Director of documentary feature Indus Blues that highlights the plight of folk musicians and fading craftsmen, Jawad Sharif is going place with his venture.
The documentary has had multiple screenings and accolades to its credit including the most recent 4th Indie Meme Film Festival in Austin where the film was screened.
Jawad Sharif was also present on the occasion. In Austin, the documentary filmmaker sat down with Austin South Asian for an extensive interview.
Among other things, he spoke about making independent documentaries and the challenges associated with it.
When asked if there is a market for independent documentary features on serious subjects in Pakistan, he responded, “There are very few projects in Pakistan… I am always looking for collaborators. The biggest challenge applies to international funds; 99 per cent [of the time] you get rejection email after lots of paperwork. Why would anyone be interested in a dying art of Pakistan when more pressing issues are there?”

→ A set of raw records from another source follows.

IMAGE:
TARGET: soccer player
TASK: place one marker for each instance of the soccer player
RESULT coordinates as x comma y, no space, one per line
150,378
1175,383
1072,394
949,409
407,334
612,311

Jawad didn’t shy away from admitting that commercial projects are his bread and butter. However, he said that “these (independent documentaries) are my passion projects. That is why it takes a lot of time.”
Speaking of the ideal scenario for independent feature documentaries such as Indus Blues to continue to be made in future, the director noted, “There should be a film fund for independent filmmakers in Pakistan. For instance, Norwegian film institute has public funds to support their people and show their stories. A film institute should be on government level. There are individual foundations in Pakistan such as Daud Foundation, which sometimes funds [project/s]. We need government level support that should be merit based.”